In line with the CCSBT Management Procedure and as recommended by its scientists, the total allowable catch (TAC) for southern bluefin tuna was rolled over at 17 341 tonnes to 2017 and increased by 3000 tonnes for the period 2018-2020. For the EU the decision entails a slight increase of its by-catch quota from 10 to 11 tonnes. The EU also welcomes the fact that the allocations for developing coastal countries were increased to account for their legitimate fishing aspirations.
Progress was also achieved in the fight against IUU fishing through the revision of the IUU listing procedure. In addition, a Resolution prohibiting the use of large-scale driftnets in high seas will further help to increase the sustainability of Southern Bluefin tuna fisheries.
Unfortunately, a proposal for seabird mitigation measures once again did not find consensus. However, the CCSBT's Scientific Committee was tasked to examine further ecosystem aspects of the southern bluefin tuna fisheries, notably regarding seabirds.
The meeting also saw the adoption of decisions on data management, compliance, financial management and scientific measures, contributing to the sound management of the southern bluefin tuna stock.

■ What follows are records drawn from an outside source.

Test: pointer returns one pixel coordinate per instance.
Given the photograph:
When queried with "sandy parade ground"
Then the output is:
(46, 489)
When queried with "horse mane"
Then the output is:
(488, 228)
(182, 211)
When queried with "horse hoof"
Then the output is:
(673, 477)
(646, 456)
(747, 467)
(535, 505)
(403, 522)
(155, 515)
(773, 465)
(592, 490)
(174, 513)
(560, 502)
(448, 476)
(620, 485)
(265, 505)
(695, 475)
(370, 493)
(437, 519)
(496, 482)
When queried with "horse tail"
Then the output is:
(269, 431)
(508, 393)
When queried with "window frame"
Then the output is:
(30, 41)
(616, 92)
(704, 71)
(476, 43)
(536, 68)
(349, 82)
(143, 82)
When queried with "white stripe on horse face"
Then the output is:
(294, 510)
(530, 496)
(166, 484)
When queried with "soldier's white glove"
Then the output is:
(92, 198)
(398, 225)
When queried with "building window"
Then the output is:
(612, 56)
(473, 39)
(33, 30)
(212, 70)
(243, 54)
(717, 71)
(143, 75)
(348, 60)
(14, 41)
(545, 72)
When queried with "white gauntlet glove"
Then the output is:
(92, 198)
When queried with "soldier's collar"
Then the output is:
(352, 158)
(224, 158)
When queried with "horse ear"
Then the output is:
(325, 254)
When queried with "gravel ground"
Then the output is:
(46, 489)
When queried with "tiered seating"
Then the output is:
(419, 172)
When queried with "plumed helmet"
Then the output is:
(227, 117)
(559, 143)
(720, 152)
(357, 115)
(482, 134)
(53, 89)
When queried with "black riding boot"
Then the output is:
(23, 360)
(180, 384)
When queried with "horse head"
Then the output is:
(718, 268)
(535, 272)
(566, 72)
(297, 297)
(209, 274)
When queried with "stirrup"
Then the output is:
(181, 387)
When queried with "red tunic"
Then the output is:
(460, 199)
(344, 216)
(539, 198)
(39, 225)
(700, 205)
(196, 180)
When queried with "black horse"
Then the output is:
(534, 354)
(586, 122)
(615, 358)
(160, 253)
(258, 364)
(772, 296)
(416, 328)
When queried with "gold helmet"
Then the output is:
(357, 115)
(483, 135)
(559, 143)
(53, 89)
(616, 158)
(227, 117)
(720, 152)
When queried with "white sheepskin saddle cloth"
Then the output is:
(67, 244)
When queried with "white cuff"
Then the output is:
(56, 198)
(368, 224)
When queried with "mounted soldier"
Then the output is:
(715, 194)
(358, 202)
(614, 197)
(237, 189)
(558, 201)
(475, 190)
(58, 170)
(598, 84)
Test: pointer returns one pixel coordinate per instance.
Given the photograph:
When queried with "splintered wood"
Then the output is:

Background: The Commission for the Conservation of Southern Bluefin Tuna (CCSBT) is an intergovernmental organisation responsible for the management of southern bluefin tuna throughout its distribution. The CCSBT's objective is to ensure, through appropriate management, the conservation and optimum utilisation of southern bluefin tuna. Members of the Extended Commission comprise: Australia, the European Union, the Fishing Entity of Taiwan, Indonesia, Japan, Republic of Korea, New Zealand and South Africa. The Philippines are a Cooperating Non-Member.